I like to call this my fifteen seconds of fame. The truth is, it was really only about seven or eight seconds. I was not the recipient of an autographed bobblehead or a http://www.freecreditscore.com/ T-shirt. The mere fact that my face was on the largest Jumbotron in professional sports, and knowing that thousands of people were reading what I had written in 96 characters, was exhilarating enough.
Now you might be thinking, “Wow, good for you, but how does this relate to me?” It has been my observation, after being at Moody Spokane as a freshman and then transferring here last year, that many of us come into a place like this wanting to make an identity for ourselves. This identity can be based upon who we hang out with, what ministries we are involved in, what church we attend, or even what our major is. It can be tempting to serve in every manner possible in the hopes of trying to find a calling or a passion. In other words, our initial desire to “be the hands and feet of Jesus” can supersede the very purpose of what we are doing. If we aren’t careful, it will become more about us, and not about serving our Savior. Our “fifteen seconds of fame,” whatever that may look like, can consume us, and the very act of service, outreach, or ministry can become a dangerous idol.

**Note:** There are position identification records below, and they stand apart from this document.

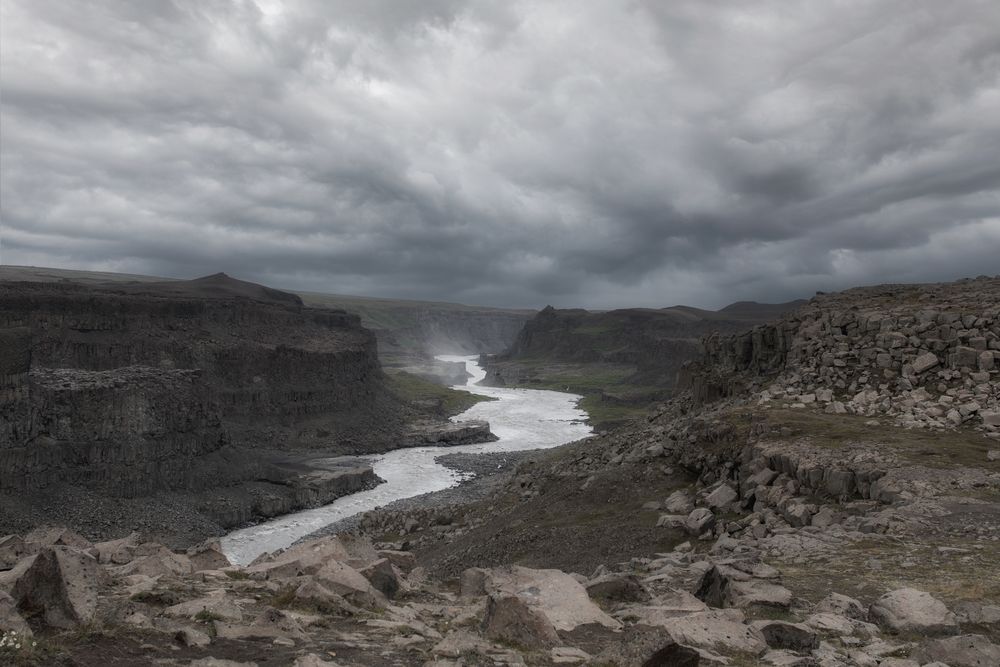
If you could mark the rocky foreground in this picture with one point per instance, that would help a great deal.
(823, 493)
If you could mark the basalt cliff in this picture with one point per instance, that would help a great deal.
(207, 395)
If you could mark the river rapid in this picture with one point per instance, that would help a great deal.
(521, 419)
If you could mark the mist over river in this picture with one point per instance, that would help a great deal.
(521, 419)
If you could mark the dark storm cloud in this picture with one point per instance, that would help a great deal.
(583, 153)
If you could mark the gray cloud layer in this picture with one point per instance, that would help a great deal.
(518, 153)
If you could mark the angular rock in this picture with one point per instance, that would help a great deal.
(792, 636)
(560, 597)
(679, 502)
(215, 605)
(10, 619)
(12, 549)
(961, 651)
(208, 556)
(925, 362)
(349, 583)
(117, 552)
(648, 646)
(700, 520)
(60, 581)
(721, 498)
(720, 630)
(912, 610)
(384, 577)
(509, 618)
(617, 588)
(836, 603)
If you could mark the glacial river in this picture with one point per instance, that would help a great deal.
(521, 418)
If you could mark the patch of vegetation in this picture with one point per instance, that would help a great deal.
(157, 598)
(444, 401)
(941, 449)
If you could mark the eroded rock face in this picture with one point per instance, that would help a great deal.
(961, 651)
(560, 597)
(509, 618)
(61, 582)
(912, 610)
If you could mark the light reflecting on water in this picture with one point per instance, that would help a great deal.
(521, 419)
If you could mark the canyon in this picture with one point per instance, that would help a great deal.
(217, 401)
(820, 489)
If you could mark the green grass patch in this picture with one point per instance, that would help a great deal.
(428, 395)
(943, 449)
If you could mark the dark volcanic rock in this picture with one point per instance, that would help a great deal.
(132, 389)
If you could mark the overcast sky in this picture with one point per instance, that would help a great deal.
(581, 153)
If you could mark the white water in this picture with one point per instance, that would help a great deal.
(521, 418)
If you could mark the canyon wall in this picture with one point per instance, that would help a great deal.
(923, 354)
(130, 389)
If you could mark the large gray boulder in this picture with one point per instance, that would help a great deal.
(61, 581)
(561, 598)
(912, 610)
(10, 619)
(508, 618)
(962, 651)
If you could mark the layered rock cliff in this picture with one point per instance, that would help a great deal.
(187, 386)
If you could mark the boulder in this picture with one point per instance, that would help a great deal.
(912, 610)
(648, 646)
(215, 605)
(925, 362)
(557, 595)
(509, 618)
(60, 581)
(679, 502)
(722, 497)
(208, 556)
(12, 549)
(843, 605)
(961, 651)
(51, 536)
(10, 619)
(700, 520)
(316, 595)
(117, 552)
(784, 635)
(404, 560)
(347, 582)
(719, 630)
(617, 588)
(384, 577)
(299, 559)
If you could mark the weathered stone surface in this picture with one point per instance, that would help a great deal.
(61, 582)
(214, 605)
(384, 577)
(560, 597)
(700, 520)
(509, 618)
(843, 605)
(793, 636)
(345, 581)
(648, 646)
(960, 651)
(912, 610)
(208, 556)
(721, 630)
(618, 588)
(722, 497)
(10, 619)
(925, 362)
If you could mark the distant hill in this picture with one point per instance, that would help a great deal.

The truth is, we all come here with unique and diverse backgrounds, and with some of the most compelling testimonies of how God rescued us from death unto life. Our relationships with the Father are as individual as we are. I want to encourage all of you, especially freshman, to take a moment and realize that it’s not your ministry, your major, or even the fact that you are a Moody student that defines you, but Christ alone.
It’s exciting to come to downtown Chicago and be surrounded with countless ministry opportunities. My heart for all of you here is that you would not let it overwhelm you, that you would not feel like your identity is a condensed “160 character” display of what it is you do for God, and that you would find rest in the peace that God gladly offers and in who He has made you to be.